The less told story on such subsidies is what they have done to generate more demand and push up prices, he says. "One the one hand you are actually getting all your subsidies, but you are actually paying more for the property you would have liked to consume," says Acharya. "Therefore the real subsidy goes only [to those] at the very top. It is for people who are buying a second house. It is for people who are buying more land than they would otherwise."
Not only have government subsidies failed to really help everyday people, except to "prop up the housing market artificially," says Acharya, but the big question also remains: Who's paying for all these subsidies? "It's sort of a Ponzi scheme, because the current generation is reaping all its benefits, but we're basically scaling up our government debt in response, and someone else is going to pay for it down the road."
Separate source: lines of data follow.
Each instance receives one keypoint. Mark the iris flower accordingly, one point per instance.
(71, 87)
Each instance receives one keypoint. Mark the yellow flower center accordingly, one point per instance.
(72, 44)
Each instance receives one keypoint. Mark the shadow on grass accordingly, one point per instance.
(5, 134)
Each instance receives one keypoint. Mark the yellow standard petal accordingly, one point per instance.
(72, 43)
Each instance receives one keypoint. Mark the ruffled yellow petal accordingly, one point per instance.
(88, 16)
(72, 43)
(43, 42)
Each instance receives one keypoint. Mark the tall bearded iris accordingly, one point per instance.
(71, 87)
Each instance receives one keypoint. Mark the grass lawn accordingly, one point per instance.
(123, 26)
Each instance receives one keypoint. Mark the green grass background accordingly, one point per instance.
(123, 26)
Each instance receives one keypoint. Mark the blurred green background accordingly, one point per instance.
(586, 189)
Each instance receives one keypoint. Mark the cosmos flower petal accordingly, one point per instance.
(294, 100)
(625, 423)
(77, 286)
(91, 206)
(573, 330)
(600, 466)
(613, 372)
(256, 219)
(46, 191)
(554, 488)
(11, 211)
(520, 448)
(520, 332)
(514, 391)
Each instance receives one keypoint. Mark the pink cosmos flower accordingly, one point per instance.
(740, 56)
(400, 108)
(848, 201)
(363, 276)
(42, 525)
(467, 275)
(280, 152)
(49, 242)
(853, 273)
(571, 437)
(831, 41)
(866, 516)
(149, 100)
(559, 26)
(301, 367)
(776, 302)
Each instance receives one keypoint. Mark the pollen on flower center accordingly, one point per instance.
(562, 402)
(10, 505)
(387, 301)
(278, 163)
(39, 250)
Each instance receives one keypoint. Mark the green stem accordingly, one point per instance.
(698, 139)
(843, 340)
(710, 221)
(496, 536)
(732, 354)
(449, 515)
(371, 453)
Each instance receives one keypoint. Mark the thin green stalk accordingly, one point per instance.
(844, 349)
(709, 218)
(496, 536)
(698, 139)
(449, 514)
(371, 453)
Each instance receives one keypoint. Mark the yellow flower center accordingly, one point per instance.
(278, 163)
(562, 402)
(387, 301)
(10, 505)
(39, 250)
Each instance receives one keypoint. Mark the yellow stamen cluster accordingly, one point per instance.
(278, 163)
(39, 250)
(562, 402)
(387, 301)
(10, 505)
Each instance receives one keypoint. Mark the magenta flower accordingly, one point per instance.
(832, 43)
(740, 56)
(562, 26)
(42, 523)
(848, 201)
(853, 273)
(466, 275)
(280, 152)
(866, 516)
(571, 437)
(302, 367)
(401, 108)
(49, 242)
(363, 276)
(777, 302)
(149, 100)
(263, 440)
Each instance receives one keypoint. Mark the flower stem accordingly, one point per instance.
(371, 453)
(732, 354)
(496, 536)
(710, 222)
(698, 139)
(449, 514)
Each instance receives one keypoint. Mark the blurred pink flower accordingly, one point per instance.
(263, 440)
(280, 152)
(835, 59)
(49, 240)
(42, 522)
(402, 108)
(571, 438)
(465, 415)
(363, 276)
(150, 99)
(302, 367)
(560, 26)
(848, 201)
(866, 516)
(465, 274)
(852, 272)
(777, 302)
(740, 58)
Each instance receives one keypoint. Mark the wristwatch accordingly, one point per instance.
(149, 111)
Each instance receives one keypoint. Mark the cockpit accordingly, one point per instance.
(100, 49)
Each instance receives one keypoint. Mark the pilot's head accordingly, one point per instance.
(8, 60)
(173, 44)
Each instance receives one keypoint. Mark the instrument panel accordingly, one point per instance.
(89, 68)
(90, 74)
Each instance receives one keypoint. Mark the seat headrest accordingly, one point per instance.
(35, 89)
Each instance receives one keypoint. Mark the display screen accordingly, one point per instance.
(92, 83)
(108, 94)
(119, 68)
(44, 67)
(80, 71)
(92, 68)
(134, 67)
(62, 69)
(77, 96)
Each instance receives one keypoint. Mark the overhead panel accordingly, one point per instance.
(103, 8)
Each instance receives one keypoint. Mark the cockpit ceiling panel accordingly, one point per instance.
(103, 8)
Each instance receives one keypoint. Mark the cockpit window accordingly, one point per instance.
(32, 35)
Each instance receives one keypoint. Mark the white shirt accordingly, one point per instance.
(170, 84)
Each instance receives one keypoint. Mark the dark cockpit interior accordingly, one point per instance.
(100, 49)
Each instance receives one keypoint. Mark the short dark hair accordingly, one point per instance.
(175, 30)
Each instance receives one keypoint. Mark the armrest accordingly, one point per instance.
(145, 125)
These big points on subsidies are never conveyed when they are sold to the American people, and all the more reason Acharya believes one day there will be political will in Congress to eventually eliminate such incentives. "Subsidies have been sold as something that actually help remove income inequality and helps us create an ownership society," says Acharya. "[But] if we convey the right message to the middle class and the poor that this has not in the end produced huge substantial benefits for them," then the subsidies will be much easier to remove.
But an end to subsidies is not a quick fix to the U.S. housing market. Pressures will still exist even without subsidies, because when the government fixed the bank problem, it really failed to address the underlying mortgage issue. That's really why the housing market continues to struggle, he says. "Just the way we recapitalized the financial sector, I think there was a very good case for recapitalizing the households," says Acharya.